On a recent project in Asia, I encountered a resistant to change that was on a whole new level. Cultural change, not a change in the actual fabric of their culture, but a change in behavior that was contrary to their cultural norms. The location was Singapore and the delegates all Asian. My first visit to that side of the world and I was intrigued by the respect they have, the honor they possess and their complete lack of any interest in speaking in front of the workshop. It goes against their culture. They are expected to sit and learn. And there is absolutely nothing wrong with that. In fact, I sometimes wish my audiences of the western culture would adopt that norm.

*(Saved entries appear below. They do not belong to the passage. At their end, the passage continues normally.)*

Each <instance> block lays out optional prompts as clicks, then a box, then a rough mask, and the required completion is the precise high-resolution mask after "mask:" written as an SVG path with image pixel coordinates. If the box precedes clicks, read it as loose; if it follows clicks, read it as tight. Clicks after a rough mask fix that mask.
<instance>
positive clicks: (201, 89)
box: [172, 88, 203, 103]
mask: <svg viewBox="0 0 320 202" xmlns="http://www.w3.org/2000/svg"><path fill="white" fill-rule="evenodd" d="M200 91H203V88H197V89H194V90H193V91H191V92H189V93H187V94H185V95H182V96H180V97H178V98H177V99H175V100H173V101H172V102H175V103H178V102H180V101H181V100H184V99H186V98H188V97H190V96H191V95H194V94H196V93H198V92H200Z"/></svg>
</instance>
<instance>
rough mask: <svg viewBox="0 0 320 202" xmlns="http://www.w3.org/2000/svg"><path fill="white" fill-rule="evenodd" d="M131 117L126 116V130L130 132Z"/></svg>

So this was a change for them. I was actually going to force them, against their will and cultural intuition, to stand and speak … to share their expertise … to put themselves out there and talk in front of their peers. Sure I have seen much the same reluctance all over the world, but I learned from these fine folks, the best way to deal with this type of change.
Deal with it.
Don’t ignore it
It’s not going to go away.
This got me to thinking about change and the lessons I have learned about change over the years.
Most importantly, there is only one person who is NOT reluctant to change. That would be a baby with a dirty diaper. Imagine the discomfort, imagine it at such a high level that change is welcomed. I would hope that in business we would not have to get to such a high level of discomfort before we change. It’s actually some sort of measure of success. If you can embrace change before things get so crappy that you can’t bear it, perhaps you have changed ahead of the curve and may be able to develop, improve or enhance your business when otherwise you may have waited too long.
Another lesson about change, there are three things required to facilitate effective change.
A dissatisfaction with the current situation
A clear vision of how things could be
Agreed upon first steps
And it’s not just the “steps” that need to be “agreed upon”. Everything must be agreed upon. Strength in numbers, we don’t need naysayers or saboteurs. Without these three, any change is doomed to failure.
So back in Singapore, as I learned of this difficult change in behavior, change in cultural norms, that I was hoping to instill in my audiences, I put these three into play. I assured my audience that we would have much more fun if we all participated, that by having all of us talk and not just me, we would have a much better time together and who wants to listen to boring me talk all day. I assured them that they could not only do this, speak in front of a group of 25 peers, but that this would prove beneficial for them as they will be called to perform this task as their career advanced. And finally, I showed them how to do it, by doing it myself. And then we went around the room, terrified indeed, but they did it. And we all applauded.